Windenergie als Rückgrat der Energieversorgung

Bis 2030 deckt Windenergie ein Viertel des Stromverbrauchs

Brüssel (OTS) - Die heute veröffentlichten Szenarien des Windenergieausbaus zeigen, dass im Jahr 2030 ein Viertel des Stromverbrauchs aus Windkraft gedeckt werden kann und Windenergie damit zum Rückgrat der europäischen Stromversorgung wird. Entscheidend dabei sind aber die richtigen Rahmenbedingungen auf allen politischen Ebenen. "Dann kann die Windenergie 2030 mit einer Leistung von weit mehr als 300.000 MW auch 334.000 Arbeitsplätze schaffen und das Klima entlasten", erklärt Kristian Ruby, Chief Policy Officer des europäischen Windenergie Verbandes EWEA.

Heute hat der europäische Windenergie Verband (EWEA) seine neuen Szenarien für den Windenergieausbau bis 2030 veröffentlicht. Bis 2030 könnte die Windenergie 24,4% des europäischen Stromverbrauchs abdecken. "Windenergie wird in einem Jahrzehnt schlichtweg das Rückgrat der Stromproduktion in Europa sein", erklärt Kristian Ruby, Chief Policy Officer der EWEA. 254.000 MW Windkraftleistung am Land und 66.000 MW am Meer werden 2030 für 334.000 Personen Arbeitsplätze schaffen.

Klare politische Entscheidungen sind Grundvoraussetzung

Ein Viertel des Stromverbrauchs kann aber nur dann mit Windenergie gedeckt werden, wenn die politischen Rahmenbedingungen dies ermöglichen. "Der regulatorische Rahmen ist der zentrale Punkt um den Investoren Sicherheit zu geben", erklärt Ruby und setzt fort: "Wenn die Politiker alles richtig machen, kann die Windkraft sogar noch stärker wachsen. Wenn nicht, wird dies negative Auswirkungen auf Investitionen, Arbeitsplätze und Klimaschutz haben."

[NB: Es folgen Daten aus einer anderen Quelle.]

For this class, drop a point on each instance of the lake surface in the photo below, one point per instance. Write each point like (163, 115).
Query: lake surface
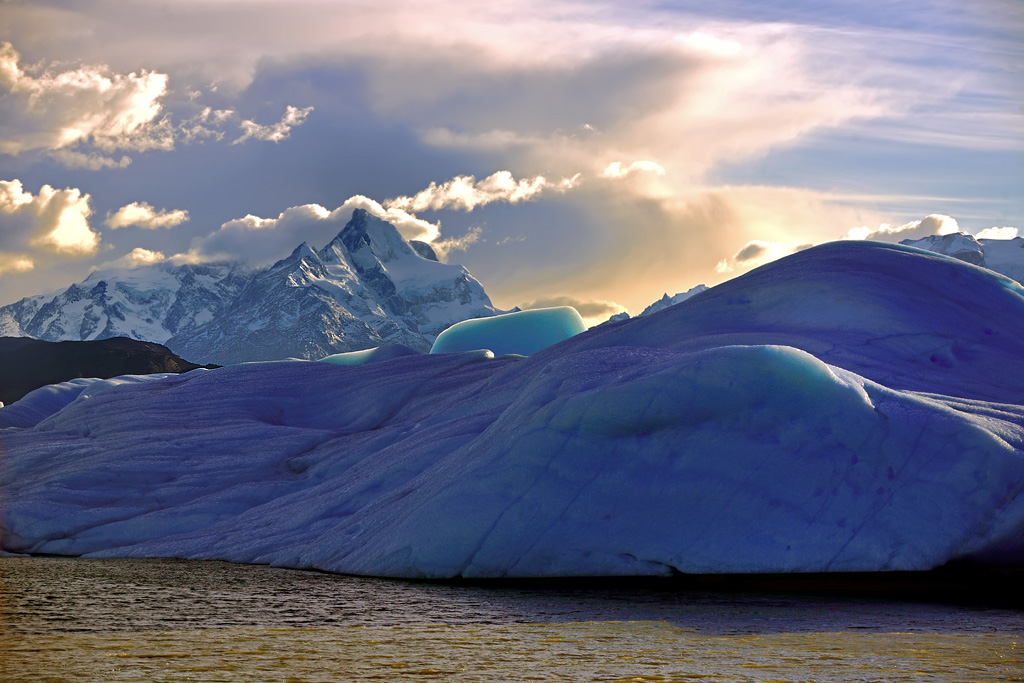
(74, 620)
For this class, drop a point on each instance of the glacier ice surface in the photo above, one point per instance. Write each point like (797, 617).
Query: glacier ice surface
(521, 333)
(852, 408)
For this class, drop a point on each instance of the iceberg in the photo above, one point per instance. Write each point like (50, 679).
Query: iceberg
(521, 333)
(375, 354)
(856, 407)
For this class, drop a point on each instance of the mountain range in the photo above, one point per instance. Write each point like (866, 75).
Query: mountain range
(367, 287)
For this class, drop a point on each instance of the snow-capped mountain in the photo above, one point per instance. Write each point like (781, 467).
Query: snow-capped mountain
(1003, 256)
(150, 303)
(369, 286)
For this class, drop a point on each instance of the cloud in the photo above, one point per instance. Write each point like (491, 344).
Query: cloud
(264, 240)
(758, 252)
(15, 263)
(54, 220)
(466, 194)
(594, 311)
(44, 109)
(997, 233)
(933, 224)
(205, 125)
(274, 132)
(616, 170)
(91, 162)
(443, 248)
(141, 214)
(134, 258)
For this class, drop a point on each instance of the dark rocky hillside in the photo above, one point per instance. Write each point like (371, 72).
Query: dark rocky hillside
(29, 364)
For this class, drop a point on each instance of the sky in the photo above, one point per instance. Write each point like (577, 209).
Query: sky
(594, 154)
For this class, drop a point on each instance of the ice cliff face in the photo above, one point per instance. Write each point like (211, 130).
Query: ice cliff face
(855, 407)
(1003, 256)
(367, 287)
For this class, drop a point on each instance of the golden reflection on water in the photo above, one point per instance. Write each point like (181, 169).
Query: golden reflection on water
(614, 651)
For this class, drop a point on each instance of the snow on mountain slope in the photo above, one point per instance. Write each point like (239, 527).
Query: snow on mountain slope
(150, 303)
(773, 424)
(1003, 256)
(368, 287)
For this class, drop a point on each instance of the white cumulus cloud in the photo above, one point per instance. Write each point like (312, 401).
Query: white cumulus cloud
(443, 248)
(55, 110)
(466, 193)
(617, 170)
(997, 233)
(758, 252)
(263, 240)
(15, 263)
(274, 132)
(141, 214)
(933, 224)
(53, 220)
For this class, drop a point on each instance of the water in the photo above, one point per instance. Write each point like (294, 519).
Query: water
(72, 620)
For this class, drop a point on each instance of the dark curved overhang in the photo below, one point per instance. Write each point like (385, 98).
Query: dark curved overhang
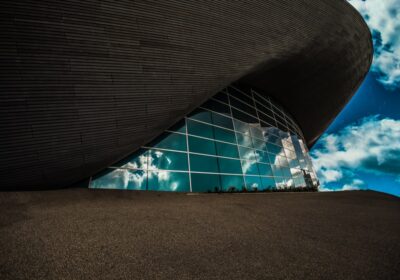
(84, 83)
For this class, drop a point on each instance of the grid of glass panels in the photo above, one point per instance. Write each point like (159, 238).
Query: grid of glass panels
(239, 140)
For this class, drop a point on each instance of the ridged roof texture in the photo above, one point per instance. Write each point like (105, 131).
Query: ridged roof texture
(84, 83)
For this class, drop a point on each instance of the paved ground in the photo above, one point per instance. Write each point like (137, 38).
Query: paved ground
(100, 234)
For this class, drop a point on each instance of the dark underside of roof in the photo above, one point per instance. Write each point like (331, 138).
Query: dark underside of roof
(84, 83)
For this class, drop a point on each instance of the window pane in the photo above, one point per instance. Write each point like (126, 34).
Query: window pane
(200, 129)
(243, 117)
(203, 163)
(222, 121)
(203, 146)
(262, 157)
(232, 183)
(273, 149)
(137, 160)
(167, 160)
(283, 161)
(259, 144)
(168, 181)
(250, 167)
(265, 169)
(171, 141)
(276, 171)
(246, 153)
(120, 179)
(244, 140)
(256, 132)
(229, 166)
(201, 115)
(224, 135)
(268, 183)
(227, 150)
(242, 127)
(205, 182)
(253, 183)
(286, 172)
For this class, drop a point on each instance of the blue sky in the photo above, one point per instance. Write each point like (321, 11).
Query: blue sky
(361, 148)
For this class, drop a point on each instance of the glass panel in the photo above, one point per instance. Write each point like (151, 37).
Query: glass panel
(229, 166)
(137, 160)
(259, 144)
(242, 127)
(167, 160)
(205, 182)
(265, 169)
(276, 171)
(203, 163)
(266, 118)
(171, 141)
(250, 167)
(224, 135)
(283, 161)
(286, 172)
(201, 115)
(120, 179)
(232, 183)
(243, 117)
(256, 132)
(244, 140)
(246, 153)
(268, 183)
(273, 149)
(262, 157)
(222, 121)
(227, 150)
(200, 129)
(203, 146)
(253, 183)
(168, 181)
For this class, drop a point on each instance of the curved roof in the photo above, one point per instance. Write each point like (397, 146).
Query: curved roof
(86, 83)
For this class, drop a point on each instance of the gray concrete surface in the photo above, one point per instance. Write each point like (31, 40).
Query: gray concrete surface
(104, 234)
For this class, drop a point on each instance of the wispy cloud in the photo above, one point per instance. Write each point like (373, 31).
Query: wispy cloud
(370, 146)
(383, 18)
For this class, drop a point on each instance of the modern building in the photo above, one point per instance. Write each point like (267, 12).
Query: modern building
(173, 95)
(238, 140)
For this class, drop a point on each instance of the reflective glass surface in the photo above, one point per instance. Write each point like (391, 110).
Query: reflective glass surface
(238, 140)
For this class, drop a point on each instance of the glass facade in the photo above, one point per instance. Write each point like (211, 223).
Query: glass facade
(239, 140)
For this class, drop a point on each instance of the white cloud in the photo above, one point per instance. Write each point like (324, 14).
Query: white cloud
(383, 18)
(355, 185)
(371, 146)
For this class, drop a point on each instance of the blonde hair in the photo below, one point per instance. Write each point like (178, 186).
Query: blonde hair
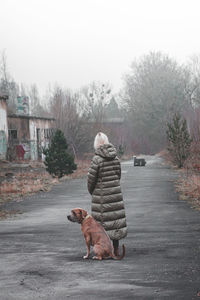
(100, 139)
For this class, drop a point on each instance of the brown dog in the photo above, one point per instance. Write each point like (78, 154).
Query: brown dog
(94, 235)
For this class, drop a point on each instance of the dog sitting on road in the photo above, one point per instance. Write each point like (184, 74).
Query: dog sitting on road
(94, 235)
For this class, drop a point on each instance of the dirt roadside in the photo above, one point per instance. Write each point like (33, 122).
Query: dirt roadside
(22, 178)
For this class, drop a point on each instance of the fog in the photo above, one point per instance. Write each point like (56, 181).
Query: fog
(75, 42)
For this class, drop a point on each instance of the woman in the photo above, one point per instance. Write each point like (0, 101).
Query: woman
(104, 186)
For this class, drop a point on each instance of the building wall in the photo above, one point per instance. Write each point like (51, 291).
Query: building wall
(33, 134)
(40, 134)
(3, 129)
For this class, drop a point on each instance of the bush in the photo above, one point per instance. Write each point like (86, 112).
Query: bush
(179, 140)
(58, 161)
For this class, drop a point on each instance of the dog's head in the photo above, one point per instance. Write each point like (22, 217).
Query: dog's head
(77, 215)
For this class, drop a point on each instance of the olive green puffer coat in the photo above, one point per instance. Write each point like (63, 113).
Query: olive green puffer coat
(104, 186)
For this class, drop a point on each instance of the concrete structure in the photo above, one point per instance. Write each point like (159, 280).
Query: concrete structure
(28, 135)
(3, 126)
(23, 136)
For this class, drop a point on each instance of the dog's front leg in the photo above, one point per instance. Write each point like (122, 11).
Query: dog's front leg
(87, 240)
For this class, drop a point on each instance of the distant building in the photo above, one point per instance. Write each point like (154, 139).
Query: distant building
(3, 126)
(23, 136)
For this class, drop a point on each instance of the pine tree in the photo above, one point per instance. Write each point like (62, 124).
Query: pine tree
(58, 161)
(179, 140)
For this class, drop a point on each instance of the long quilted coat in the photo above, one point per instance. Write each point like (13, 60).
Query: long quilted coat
(104, 186)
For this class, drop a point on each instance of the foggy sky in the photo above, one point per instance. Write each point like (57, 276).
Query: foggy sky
(73, 42)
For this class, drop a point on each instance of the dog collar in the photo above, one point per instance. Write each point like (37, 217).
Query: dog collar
(86, 218)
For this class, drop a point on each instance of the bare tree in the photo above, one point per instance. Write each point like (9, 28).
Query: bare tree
(70, 118)
(154, 91)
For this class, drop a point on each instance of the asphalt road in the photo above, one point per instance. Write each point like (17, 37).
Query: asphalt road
(41, 251)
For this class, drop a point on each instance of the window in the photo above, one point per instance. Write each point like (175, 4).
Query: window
(12, 134)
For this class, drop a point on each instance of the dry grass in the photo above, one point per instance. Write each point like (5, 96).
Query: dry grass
(189, 189)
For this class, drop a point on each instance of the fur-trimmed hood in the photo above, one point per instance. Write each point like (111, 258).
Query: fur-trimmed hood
(107, 151)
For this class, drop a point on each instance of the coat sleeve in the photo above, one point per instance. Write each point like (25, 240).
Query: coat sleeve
(92, 175)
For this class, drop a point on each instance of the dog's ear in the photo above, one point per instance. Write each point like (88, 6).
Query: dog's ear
(83, 213)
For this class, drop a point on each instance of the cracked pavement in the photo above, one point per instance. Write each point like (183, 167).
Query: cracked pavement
(41, 251)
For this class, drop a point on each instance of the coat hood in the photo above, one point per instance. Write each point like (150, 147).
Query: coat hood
(106, 151)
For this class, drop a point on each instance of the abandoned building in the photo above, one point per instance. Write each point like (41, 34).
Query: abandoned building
(22, 136)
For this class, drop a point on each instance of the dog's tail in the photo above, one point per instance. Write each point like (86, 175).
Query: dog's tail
(122, 255)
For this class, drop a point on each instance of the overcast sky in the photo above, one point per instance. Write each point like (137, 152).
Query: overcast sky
(74, 42)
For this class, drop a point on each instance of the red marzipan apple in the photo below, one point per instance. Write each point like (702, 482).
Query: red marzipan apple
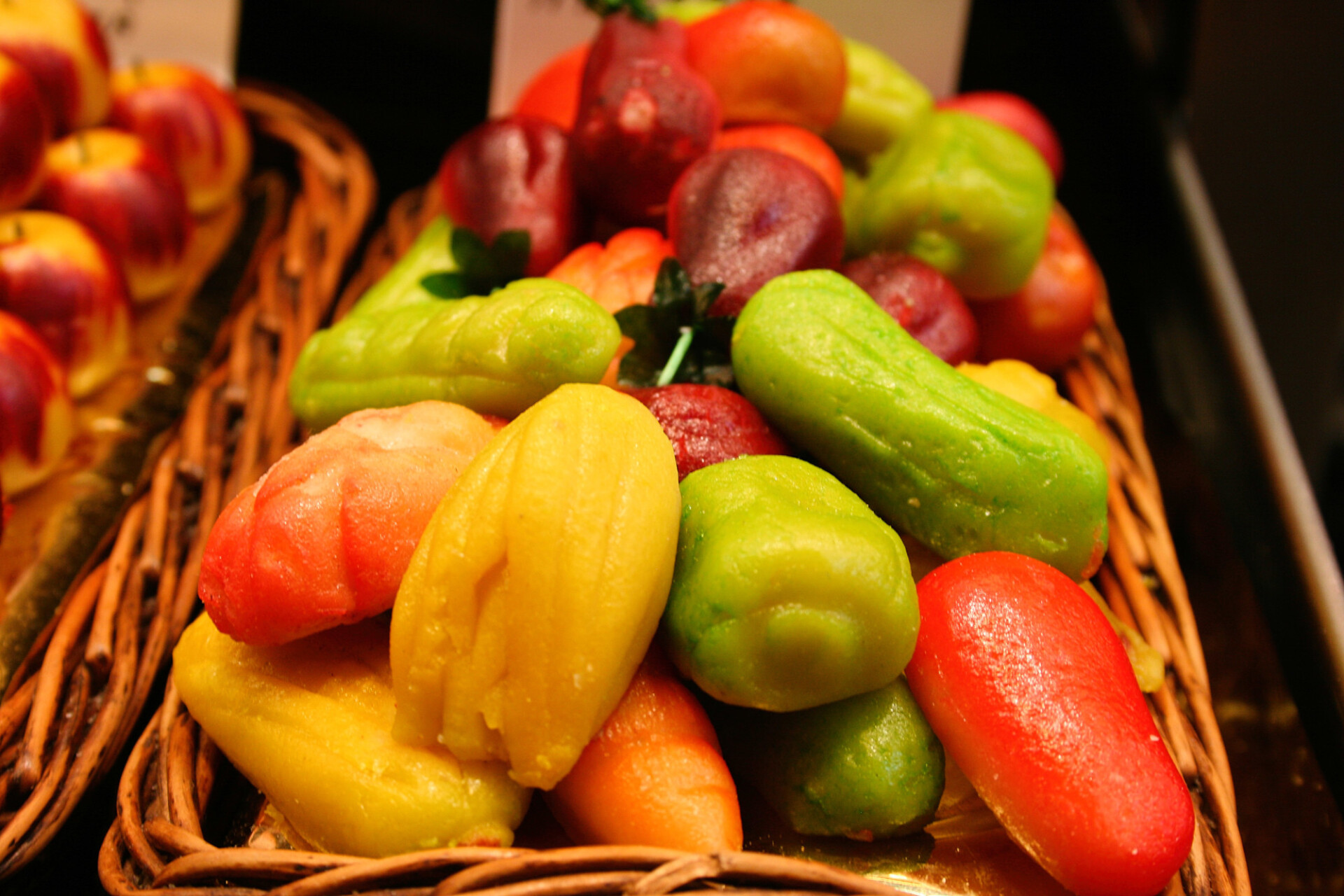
(121, 190)
(24, 133)
(61, 46)
(36, 415)
(190, 121)
(58, 279)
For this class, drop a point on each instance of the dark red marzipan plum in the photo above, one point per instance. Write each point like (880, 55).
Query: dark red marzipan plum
(515, 174)
(924, 301)
(708, 424)
(742, 216)
(644, 115)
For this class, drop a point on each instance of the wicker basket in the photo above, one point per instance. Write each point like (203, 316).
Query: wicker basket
(74, 700)
(164, 801)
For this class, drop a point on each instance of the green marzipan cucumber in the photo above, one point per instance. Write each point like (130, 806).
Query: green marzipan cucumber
(940, 457)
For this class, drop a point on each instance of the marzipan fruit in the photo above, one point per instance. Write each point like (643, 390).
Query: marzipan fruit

Drei Schlüsselherausforderungen

Erstens muss die Direktive für Erneuerbare Energien für die Zeit nach 2020, die gerade von der Kommission ausgearbeitet wird, ein klares Bekenntnis zum Ausbau der erneuerbaren Energien enthalten und klare rechtliche Rahmenbedingungen vorgeben.

Zweitens muss der Strommarkt reformiert werden, sodass er an die Bedürfnisse der erneuerbaren Energien angepasst wird.

Drittens muss das CO2-Zertifikate-Handelssystem endlich ein klares Signal an die Investoren aussenden, dass der CO2-Emissionsrechte-Preis spürbar nach oben geht und es klar ist, dass sich Investitionen in fossile Stromerzeugung nicht mehr rechnen.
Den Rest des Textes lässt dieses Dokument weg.